Now that her agency has been apprised, it needs to act – and swiftly.
Baker’s investigation found government workers gaming the LEOFF-1 system. LEOFF-1 was a lavish pension system for firefighters and law enforcement officers that was mercifully discontinued in 1977 and replaced with a more reasonable plan for newer workers. Along with monthly checks, pensioners under LEOFF-1 also get gold-plated health care coverage.
Under its peculiar rules, LEOFF-1 payouts are based on a worker’s final salary. Baker identified late raises of more than a dozen workers that will cost the system millions of dollars in the long run. For instance, two managers at a Lakewood fire department got $17,000 raises just four days before they retired; a third manager got a big raise 13 weeks before retirement. All three ended up with an annual salary of around $200,000. Some city councils offer raises as incentives for early retirement, which helps them with their budgets but saddles the pension system with huge additional costs.

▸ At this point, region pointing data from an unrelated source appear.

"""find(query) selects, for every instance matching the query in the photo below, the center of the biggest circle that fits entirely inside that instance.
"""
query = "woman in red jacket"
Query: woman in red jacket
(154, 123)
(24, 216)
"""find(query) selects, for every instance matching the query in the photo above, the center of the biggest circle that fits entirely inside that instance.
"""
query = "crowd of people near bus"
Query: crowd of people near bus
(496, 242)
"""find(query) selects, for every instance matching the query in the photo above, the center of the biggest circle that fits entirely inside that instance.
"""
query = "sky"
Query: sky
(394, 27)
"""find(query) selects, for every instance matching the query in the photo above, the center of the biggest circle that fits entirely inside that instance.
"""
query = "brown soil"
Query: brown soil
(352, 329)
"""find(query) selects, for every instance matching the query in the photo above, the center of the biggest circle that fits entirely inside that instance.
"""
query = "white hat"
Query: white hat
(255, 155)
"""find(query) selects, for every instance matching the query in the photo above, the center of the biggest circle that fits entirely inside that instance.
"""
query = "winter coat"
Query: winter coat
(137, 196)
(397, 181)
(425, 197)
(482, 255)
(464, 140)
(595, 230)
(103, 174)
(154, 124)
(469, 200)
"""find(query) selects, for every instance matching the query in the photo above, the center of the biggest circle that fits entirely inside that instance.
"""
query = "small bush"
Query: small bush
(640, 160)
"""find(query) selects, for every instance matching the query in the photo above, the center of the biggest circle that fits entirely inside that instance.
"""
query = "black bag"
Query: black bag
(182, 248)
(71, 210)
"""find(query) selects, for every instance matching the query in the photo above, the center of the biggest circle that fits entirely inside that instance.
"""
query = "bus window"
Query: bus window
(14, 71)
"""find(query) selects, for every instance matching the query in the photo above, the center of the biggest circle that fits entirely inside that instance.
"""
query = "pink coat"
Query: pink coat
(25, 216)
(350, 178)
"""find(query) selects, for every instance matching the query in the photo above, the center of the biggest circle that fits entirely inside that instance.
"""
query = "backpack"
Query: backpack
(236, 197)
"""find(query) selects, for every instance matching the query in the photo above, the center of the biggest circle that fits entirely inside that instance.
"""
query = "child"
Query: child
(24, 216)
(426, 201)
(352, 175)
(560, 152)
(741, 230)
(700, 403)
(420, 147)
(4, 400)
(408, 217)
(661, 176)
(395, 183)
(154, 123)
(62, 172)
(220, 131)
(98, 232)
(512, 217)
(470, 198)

But local governments don’t escape entirely, because actuarial studies show that the long-term health care costs of LEOFF-1 retirees are going to rise 250 percent in the next 20 years, leaving an unfunded liability of $1.8 billion. Under LEOFF-1, medical costs are borne by municipalities.
Another peculiar feature of the system is that local boards staffed in part by former firefighters and police officers determine who qualifies for medical services and disability status. Applicants need only prove that their requests are “medically necessary,” and the local boards are quite liberal in their interpretations. Retirees have been granted penile implants, massage therapy and substance abuse treatments. Somewhere along the way, dental care was added as a benefit.

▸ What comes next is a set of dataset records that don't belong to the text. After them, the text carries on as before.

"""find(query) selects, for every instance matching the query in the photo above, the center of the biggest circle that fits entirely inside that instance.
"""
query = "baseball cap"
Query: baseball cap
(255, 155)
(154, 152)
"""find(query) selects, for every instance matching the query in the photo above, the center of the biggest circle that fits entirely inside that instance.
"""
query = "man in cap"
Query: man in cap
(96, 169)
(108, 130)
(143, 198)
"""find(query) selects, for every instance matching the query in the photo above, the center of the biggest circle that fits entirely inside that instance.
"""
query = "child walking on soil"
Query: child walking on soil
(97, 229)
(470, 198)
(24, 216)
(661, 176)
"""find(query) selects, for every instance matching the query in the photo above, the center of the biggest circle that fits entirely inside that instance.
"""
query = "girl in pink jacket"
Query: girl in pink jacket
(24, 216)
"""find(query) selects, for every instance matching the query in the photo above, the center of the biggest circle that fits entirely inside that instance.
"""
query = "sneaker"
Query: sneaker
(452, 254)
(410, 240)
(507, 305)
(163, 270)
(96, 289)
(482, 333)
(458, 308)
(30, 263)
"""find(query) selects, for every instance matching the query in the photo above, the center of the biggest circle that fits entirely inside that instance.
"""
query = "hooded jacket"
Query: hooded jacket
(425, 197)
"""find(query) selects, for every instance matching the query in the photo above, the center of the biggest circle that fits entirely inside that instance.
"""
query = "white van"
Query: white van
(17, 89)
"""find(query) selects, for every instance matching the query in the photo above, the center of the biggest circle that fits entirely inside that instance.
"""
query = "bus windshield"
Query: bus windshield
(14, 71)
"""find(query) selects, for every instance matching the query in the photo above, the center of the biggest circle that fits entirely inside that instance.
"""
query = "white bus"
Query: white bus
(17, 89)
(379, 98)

Disability status is ridiculously easy to achieve, with more than 88 percent of Seattle Fire Department retirees under LEOFF-1 achieving that designation. One of them is a near-scratch golfer; another delivers refrigerators. Under the newer system, only 5 percent of Seattle firefighters are on disability.
Government officials long ago made these deals and would be sued if they tried to renege, so there isn’t much hope of clawing back this money. However, Frost, the pension system director, says she may call for an audit to unearth any wrongdoing. She should. “Pension-spiking” (granting late-career raises) is against the law. Also, the local boards need to be disbanded. There’s no reason health care and disability requests can’t be handled by the same independent panels that review the claims of other state workers.
Though the dollar savings may not be huge, it is critical that the state put an end to the manipulation of the retirement system. It’s not only wrong on its face, but it feeds the perception that honorable government functions are also being compromised.